Le arcate dei fianchi si ispirano agli acquedotti romani e, nella forma, richiamano quelli del Colosseo e
del Mausoleo di Teodorico. La medaglia coniata da Matteo de’ Pasti, collaboratore dell’Alberti, mostra la
cupola prevista nel progetto a imitazione di quella del Pantheon. Anche l’interno viene modificato
secondo i modelli classici. La pianta è a navata unica con cappelle laterali aperte da arconi a sesto acuto,
le pareti sono scandite da un doppio ordine di paraste (giallo), tra due livelli corre una mensola
sormontata da statue. GOTICO: la facciata divisa in registri.

PALAZZO RUCCELAI
Alla metà del ’400 risale il progetto per il Palazzo di famiglia dei Rucellai. Alberti progetta un fronte di 5
campate poi esteso a 7 a seguito di ampliamenti. Le campate sono tutte uguali a eccezione di quelle
corrispondenti agli ingressi che sono più grandi. Al piano terreno ci sono delle lesene con capitello
tuscanico che reggono una trabeazione a fregio continuo sulla quale si impostano le lesene del primo
piano, coronate da capitelli ionici. Quest’opera fa riferimento al Colosseo.

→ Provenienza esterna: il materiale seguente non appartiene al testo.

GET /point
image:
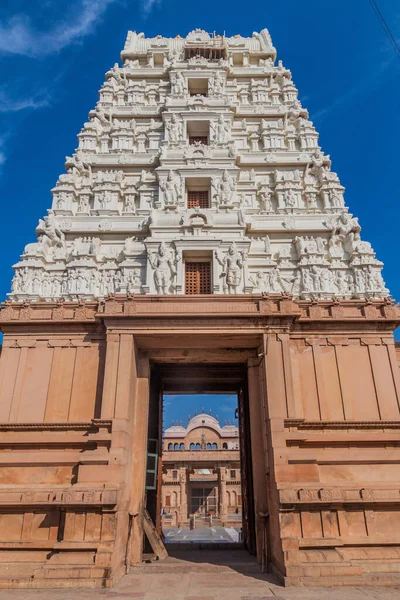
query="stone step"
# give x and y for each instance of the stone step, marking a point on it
(201, 561)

FACCIATA DI SANTA MARIA NOVELLA


Alberti progetta per Giovanni Rucellai, intorno al 1458-1460, la facciata della basilica domenicana di
Santa Maria Novella. In questo edificio viene introdotto l’arco a tutto sesto incorniciato da due
semicolonne corinzie su alti piedistalli. L’arco introduce una breve volta a botte cassettonata che poggia
su una coppia di lesene corinzie scanalate a imitazione dell’ingresso del Pantheon. Le parastre sono
rivestite da fasce orizzontali di marmo verde e bianco. Il progetto risponde a precisi rapporti
proporzionali basati sul quadrato e sul cerchio. La facciata è rivestita da tarsie marmoree bicolori a
disegno geometrico. Il progetto risponde a precisi rapporti proporzionali basati sul quadrato e sul
cerchio. La metà superiore si ispira a un tempio classico tetrastilo. Il Sole del timpano è simbolo del
quartiere e dell’ordine domenicano. Nella zona inferiore Alberti ingloba e armonizza le parti
trecentesche preesistenti. Le volute laterali raccordano l’ordine superiore all’attico.

CHIESA DI SAN SEBASTIANO


Per il marchese di Mantova, Ludovico II Gonzaga, Alberti progetta nel 1460 la chiesa di San Sebastiano,
mausoleo dei Gonzaga. E’ il primo esempio di chiesa rinascimentale a pianta centrale, progettata nel
1460. La chiesa ha sotto di se una cripta da cui si accede dall’esterno, tramite ampie arcate. La cripta è
coperta da un gran numero di volte a crociera su robusti e tozzi pilastri senza base. I quattro bracci della
croce sono coperti da volte a botte. La facciata è solcata da quattro alte e snelle lesene schicchiate
control il muro. Al di sopra di queste lesene è posta una massiccia trabeazione. L’impianto è a
croce greca preceduta in uno dei bracci da un pronao.

CHIESA DI SANT’ANDREA
A Mantova, dieci anni più tardi, Alberti si dedica al progetto per la chiesa di Sant’Andrea. Fu progettata
nel 1470 e iniziata da Facelli. Si tratta del nuovo santuario per la celebre reliquia del Sangue di Cristo. Nel
nuovo progetto Alberti: torna alla pianta longitudinale, crea una grande navata unica su cui si aprono
cappelle a pianta quadrangolare, copre sia la navata sia le cappelle laterali con volte a botte
cassettonate, trae l’ispirazione da edifici romani imperiali come le terme e la Basilica di Massenzio.